If $b\in <S_{6},\bullet>$ , $b= \left[ \begin{array}{cc} 1&2&3&4&5&6\\ 2&3&4&5&6&1 \end{array} \right] $
and the subgroup
$H=<b>= $$ \left\{ \begin{array}{c} b= \left[ \begin{array}{cc} 1&2&3&4&5&6\\ 2&3&4&5&6&1 \end{array} \right] ,b^{2}= \left[ \begin{array}{cc} 1&2&3&4&5&6\\ 3&4&5&6&1&2 \end{array} \right]\\b^{3}= \left[ \begin{array}{cc} 1&2&3&4&5&6\\ 4&5&6&1&2&3 \end{array} \right] ,b^{4}= \left[ \begin{array}{cc} 1&2&3&4&5&6\\ 5&6&1&2&3&4 \end{array} \right]\\ b^{5}= \left[ \begin{array}{cc} 1&2&3&4&5&6\\ 6&1&2&3&4&5 \end{array} \right],b^{6}= \left[ \begin{array}{cc} 1&2&3&4&5&6\\ 1&2&3&4&5&6 \end{array} \right]=e\\\end{array}\ \right\}$
I need to find all non trivial subgroup of $H$.
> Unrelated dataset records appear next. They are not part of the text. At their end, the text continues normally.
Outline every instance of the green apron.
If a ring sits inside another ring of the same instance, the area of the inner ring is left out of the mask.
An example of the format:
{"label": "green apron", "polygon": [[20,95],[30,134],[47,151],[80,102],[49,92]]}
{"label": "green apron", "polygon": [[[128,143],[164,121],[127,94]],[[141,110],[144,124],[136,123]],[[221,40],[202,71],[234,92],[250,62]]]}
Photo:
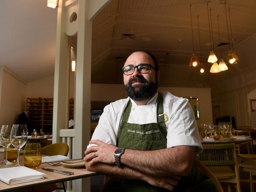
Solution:
{"label": "green apron", "polygon": [[[144,151],[166,148],[167,131],[164,123],[163,99],[161,94],[159,92],[157,97],[157,123],[139,125],[127,123],[132,106],[131,102],[129,101],[120,127],[117,145],[124,149]],[[205,184],[207,186],[206,186]],[[141,180],[121,179],[119,185],[118,190],[120,190],[121,186],[122,191],[169,191],[163,188],[152,186]],[[196,187],[197,186],[198,187]],[[174,191],[206,191],[206,187],[208,192],[217,191],[214,181],[209,179],[199,169],[193,166],[189,175],[181,177],[178,184],[174,187]],[[213,190],[211,191],[211,189]]]}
Using Lagrange's theorem and the fact that any subgroup of $H$ (mark them $K_i$) is non trivial if: $$\{e\}\subset K_{i}$$ and $$K_{i}\neq\{e\},K_{i}\neq\ H$$ that means $o(K_{i})\neq 1,o(K_{i})\neq 6$
so it must be that $o(K_{i})=2$ or $o(K_{i})=3$
if $o(K_{i})=2$,then I found one subgroup:$K_{1}=\{b^{6}=e,b^{3}\}$
if $o(K_{i})=3$,then I found one subgroup:$K_{2}=\{b^{6}=e,b^{2},b^{4}\}$
How can I find more?
Is there any fast way to find them all?
Thanks.
$o(H)=6$,$H$ is cylic,so $\phi(6)=2$.
$H$ has 2 generators. $<b>$ is a generator,so: $o(b)=6$ and $$o(b^{t})=\frac{o(b)}{gcd(o(b),t)}=\frac{6}{gcd(6,t)}$$ to find the second generator:$o(b^{t})=6$ this happens iff $gcd(6,t)=1$
so,$t=1$ and $t=5$ means that $<b^{5}>=H$
There is only 2 non trivial subgroups.